На четвертые сутки, где-то к полудню, с грехом пополам и до Днепра, до переправы добрались. И тут… Тут уж Хомка вконец растерялся, не знал, что и придумать: коров и лошадей понагнали — не счесть. И никто не собирался их принимать у погонщиков или переправлять на другой берег. Да что коровы, лошади — люди переправиться не могли, обреченно слонялись вдоль берега. А кто-то о коровах тут думать станет! Разбрелись, где только их не было — и в лесу, и в кустах, и на поле в картошке, и возле реки, на лугу. Мычали, будто человеческими голосами молили, чтоб им хоть сказал кто-нибудь, зачем их сюда пригнали, почему держат, не пускают назад, домой, где их хлева, телята, выпасы. Аж слезы навернулись на глазах у Хомки, когда он все это увидал и услышал.
Метнулся было Хомка к самой переправе — хоть какого начальника найти, снять с себя ответственность за коров, справку взять, что, мол, пригнал он, Хомка, их на переправу, сдал кому требовалось. Но начальника этого нигде не было. Пробовал у людей допытываться, но люди ничего не знали — пожимали плечами, смеялись ему в глаза.
— Мотай, пока не поздно, до дому. А то налетят вот самолеты — будет тебе начальник…

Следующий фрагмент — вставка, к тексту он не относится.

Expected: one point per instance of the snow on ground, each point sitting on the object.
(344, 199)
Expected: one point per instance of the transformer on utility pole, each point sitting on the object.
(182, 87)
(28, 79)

И самолеты налетели. Сколько — Хомка не успел сосчитать. Потому что вдруг где-то, показалось, совсем близко, содрогнулась земля и ухнуло так, что Хомка как сноп повалился где стоял. И не будь земля здесь до каменной твердости утрамбована множеством ног, ушел бы в нее с головой, зарылся, лишь бы только не слышать, как ревут, чуть ли не звенят самолеты над ухом, лишь бы не слышать разрывов бомб, криков и воплей.
Самолеты как неожиданно налетели, так и схлынули.
Поднялся Хомка с земли, шапку свою поискал — где и когда потерял ее? Так и не найдя шапки, пошел к коровам, оставленным неподалеку в лесочке на попечение Клавдии и Нади.
Шел, глядел по сторонам — и холодел сердцем. Немцы, оказалось, бомбили не только переправу, но и все подъезды, подходы к ней. И не смотрели — а может, с самолетов и не видно было, — куда бомбы сыплют. Куда ни глянь, куда ни повернись — ямы от бомб, убитые, раненые…
«Ну и выбрал время начальника того искать. Это же и меня могло убить…» — так и вставали дыбом волосы на голове при виде окровавленных, мертвенно-бледных людей, корчившихся от боли или тихо, оцепенело лежавших здесь и там в траве и на песке.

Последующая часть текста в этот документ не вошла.